Why must ask the implementation to implement java.util.List and not the ImmutableList itself to extend java.util.List?

Answers:

Why doesn’t ImmutableList extend List?

ImmutableCollection doesn’t extend java.util.Collection (and ImmutableList doesn’t extend java.util.List) because Collection has mutating methods like add() and remove(). If immutable collections had these methods, they would always have to throw UnsupportedOperationException. For users of immutable collections, it would be strange to see add() and remove() in auto-complete choices as callable methods.

Why does the Javadoc impose a contract that all ImmutableList implementations also implement List?

It comes down to equality. An ImmutableList ought to equal a List, assuming both lists have the same contents in the same order. List.equals() imposes a Javadoc contract which states:

Returns true if and only if the specified object is also a list, both
lists have the same size, and all corresponding pairs of elements in
the two lists are equal.

What does it mean that “the specified object is also a list?” We can see in AbstractList.equals() that it means instanceof List.

public boolean equals(Object o) {
    if (o == this)
        return true;
    if (!(o instanceof List))
        return false;
    ...
}

So all ImmutableList implementations must also implement List for equals() to work in a symmetric way. The immutable collection factories already hide implementation details like the fact that an immutable list with a single element is implemented by an ImmutableSingletonList.
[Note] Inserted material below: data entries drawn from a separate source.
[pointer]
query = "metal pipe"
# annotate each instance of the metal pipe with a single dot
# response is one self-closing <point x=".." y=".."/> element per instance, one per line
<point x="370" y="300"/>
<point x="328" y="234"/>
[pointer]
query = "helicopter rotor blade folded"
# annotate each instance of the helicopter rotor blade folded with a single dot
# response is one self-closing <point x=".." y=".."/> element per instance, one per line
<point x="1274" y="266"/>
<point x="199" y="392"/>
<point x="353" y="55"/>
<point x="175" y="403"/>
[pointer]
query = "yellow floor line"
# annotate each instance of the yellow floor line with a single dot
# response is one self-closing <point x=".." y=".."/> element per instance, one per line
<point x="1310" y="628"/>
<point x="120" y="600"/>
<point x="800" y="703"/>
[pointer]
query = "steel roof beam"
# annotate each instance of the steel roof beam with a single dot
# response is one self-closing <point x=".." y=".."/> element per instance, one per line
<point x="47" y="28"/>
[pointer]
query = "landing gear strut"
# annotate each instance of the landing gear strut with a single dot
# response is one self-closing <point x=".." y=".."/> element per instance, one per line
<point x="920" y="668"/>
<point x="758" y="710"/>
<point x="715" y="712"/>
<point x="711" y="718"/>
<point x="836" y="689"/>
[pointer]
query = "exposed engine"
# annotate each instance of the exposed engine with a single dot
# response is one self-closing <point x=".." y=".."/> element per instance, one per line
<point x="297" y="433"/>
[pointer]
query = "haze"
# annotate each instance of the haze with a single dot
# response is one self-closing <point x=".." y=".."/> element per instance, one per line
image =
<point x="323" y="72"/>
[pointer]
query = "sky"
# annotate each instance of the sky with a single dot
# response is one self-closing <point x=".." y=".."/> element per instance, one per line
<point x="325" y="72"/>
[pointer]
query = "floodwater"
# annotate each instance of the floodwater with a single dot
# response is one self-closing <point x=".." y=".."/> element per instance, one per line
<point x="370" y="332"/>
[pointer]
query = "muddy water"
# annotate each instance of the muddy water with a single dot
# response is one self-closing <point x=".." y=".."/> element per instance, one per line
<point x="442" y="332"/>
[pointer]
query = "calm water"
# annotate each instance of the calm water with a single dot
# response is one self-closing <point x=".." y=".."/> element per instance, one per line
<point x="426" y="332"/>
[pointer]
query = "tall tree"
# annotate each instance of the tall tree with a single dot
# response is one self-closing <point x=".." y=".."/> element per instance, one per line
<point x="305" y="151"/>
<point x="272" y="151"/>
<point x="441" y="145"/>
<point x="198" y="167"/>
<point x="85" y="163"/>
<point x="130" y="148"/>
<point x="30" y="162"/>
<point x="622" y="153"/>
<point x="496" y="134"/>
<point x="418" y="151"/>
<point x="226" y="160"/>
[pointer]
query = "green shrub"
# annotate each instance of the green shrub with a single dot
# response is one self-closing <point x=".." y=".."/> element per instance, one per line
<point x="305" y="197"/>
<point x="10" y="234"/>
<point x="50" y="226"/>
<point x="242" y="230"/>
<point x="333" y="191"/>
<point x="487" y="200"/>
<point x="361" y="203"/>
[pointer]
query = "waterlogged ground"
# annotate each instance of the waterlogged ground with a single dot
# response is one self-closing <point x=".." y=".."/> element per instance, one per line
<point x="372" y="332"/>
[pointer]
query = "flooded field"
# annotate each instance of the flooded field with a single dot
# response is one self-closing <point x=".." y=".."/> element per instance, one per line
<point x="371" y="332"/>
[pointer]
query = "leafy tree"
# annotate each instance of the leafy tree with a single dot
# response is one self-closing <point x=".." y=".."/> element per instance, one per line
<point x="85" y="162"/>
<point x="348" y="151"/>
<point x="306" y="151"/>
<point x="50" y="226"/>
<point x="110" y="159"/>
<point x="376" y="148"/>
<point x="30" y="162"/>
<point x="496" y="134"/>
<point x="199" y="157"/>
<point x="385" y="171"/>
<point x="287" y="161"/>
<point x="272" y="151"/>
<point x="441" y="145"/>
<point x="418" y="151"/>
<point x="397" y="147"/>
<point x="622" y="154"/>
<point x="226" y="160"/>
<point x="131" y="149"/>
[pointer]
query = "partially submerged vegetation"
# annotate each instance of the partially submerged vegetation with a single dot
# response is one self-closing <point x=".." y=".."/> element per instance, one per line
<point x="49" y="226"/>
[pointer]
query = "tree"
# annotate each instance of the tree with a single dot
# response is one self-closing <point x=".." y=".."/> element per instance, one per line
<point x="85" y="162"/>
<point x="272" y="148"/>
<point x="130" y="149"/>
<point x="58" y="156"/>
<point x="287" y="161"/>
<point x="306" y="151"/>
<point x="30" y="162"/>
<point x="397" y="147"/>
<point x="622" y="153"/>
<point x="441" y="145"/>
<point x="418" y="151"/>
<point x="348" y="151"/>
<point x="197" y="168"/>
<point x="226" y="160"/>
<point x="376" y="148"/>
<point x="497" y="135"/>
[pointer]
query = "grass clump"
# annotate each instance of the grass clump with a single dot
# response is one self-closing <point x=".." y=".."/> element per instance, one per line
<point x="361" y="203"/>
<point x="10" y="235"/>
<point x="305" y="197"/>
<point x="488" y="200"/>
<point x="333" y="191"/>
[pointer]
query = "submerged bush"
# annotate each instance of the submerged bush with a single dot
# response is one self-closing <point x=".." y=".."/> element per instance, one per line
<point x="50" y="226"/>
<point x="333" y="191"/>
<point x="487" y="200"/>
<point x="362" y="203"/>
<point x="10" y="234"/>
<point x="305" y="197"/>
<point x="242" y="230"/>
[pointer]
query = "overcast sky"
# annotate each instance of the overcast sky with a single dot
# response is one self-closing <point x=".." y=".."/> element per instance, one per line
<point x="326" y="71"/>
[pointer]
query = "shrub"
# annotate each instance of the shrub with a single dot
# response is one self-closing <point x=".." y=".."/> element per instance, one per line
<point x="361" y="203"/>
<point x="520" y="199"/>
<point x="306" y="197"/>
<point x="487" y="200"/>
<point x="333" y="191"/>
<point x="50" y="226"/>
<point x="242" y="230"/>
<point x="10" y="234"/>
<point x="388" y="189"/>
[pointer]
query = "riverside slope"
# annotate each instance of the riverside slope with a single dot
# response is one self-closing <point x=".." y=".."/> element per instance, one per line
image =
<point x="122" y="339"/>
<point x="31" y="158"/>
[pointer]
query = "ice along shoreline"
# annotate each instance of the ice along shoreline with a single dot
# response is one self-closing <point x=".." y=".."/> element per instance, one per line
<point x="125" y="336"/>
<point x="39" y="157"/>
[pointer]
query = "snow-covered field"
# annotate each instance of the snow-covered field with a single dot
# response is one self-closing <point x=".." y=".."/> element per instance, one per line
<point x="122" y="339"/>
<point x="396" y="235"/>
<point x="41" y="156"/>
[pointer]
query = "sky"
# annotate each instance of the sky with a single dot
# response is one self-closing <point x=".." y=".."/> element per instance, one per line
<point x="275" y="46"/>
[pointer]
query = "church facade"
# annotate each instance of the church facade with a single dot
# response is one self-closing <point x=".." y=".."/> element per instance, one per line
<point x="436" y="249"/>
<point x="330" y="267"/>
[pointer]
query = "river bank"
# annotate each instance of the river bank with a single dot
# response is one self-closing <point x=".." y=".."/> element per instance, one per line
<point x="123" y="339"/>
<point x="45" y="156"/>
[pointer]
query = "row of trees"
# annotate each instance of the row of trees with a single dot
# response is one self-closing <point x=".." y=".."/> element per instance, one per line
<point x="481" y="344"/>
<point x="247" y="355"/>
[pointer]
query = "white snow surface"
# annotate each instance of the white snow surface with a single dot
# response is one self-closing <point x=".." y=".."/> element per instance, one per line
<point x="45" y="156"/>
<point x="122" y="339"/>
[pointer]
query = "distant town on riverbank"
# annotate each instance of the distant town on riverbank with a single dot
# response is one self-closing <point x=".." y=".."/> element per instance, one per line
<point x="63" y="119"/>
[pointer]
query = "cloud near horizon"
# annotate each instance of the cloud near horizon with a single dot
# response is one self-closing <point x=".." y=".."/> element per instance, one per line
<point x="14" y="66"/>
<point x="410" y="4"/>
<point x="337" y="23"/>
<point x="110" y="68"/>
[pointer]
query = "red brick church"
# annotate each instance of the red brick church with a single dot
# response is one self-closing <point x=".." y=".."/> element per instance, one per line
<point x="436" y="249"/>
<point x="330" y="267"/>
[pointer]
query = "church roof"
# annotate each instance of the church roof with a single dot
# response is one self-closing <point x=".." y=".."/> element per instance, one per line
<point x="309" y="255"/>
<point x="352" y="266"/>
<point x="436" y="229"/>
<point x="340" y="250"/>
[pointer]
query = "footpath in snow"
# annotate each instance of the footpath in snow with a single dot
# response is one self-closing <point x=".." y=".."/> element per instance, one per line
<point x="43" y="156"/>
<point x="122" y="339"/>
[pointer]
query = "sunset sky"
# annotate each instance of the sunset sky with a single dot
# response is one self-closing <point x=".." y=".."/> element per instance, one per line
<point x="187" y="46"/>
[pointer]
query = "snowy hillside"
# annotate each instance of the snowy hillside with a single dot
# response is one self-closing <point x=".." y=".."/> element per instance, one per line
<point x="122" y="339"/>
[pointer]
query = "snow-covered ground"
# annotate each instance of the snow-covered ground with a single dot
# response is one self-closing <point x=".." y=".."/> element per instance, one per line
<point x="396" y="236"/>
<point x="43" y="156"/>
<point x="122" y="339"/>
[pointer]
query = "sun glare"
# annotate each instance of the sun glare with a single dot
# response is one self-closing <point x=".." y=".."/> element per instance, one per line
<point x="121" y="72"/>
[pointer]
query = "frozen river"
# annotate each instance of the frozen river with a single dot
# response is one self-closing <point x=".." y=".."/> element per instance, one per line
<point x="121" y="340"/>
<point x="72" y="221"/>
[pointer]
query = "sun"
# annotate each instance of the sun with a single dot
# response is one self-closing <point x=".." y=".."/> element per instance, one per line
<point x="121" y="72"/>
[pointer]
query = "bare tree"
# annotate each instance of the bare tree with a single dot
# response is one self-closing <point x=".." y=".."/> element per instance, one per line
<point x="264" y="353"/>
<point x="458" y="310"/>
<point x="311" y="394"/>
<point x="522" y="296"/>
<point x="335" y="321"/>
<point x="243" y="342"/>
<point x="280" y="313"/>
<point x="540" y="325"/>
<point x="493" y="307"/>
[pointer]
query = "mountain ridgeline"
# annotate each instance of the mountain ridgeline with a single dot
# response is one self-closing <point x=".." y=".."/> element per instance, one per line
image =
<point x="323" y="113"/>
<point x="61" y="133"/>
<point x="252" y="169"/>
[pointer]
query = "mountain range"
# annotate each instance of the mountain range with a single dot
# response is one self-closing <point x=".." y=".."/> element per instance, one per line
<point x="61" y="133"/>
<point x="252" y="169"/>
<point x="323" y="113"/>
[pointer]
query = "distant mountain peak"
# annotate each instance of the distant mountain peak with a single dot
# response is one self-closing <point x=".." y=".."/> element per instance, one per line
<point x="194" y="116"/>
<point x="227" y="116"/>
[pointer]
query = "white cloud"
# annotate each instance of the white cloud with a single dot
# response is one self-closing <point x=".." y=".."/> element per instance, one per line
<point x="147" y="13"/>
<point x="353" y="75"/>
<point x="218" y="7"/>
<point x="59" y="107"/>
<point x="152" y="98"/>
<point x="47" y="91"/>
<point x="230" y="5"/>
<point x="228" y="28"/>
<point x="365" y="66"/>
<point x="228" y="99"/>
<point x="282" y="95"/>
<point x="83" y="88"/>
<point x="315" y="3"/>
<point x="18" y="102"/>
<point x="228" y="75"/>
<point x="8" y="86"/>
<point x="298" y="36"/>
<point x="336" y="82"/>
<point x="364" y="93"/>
It also winds up hiding the List interface.

ImmutableList class diagram

Interop

A benefit of this design is that ImmutableList can be cast to List which is important for interop with existing APIs.

// Library method - cannot refactor the parameter type
public void printAll(List<?> list)
{
    for (Object each : list)
    {
        System.out.println(each);
    }
}

ImmutableList<Integer> immutableList = Lists.immutable.with(1, 2, 3);
List<Integer> castList = immutableList.castToList();
printAll(castList);
// also works
printAll((List<?>) immutableList);

// throws UnsupportedOperationException
castList.add(4);

Note: I am a developer on GS Collections.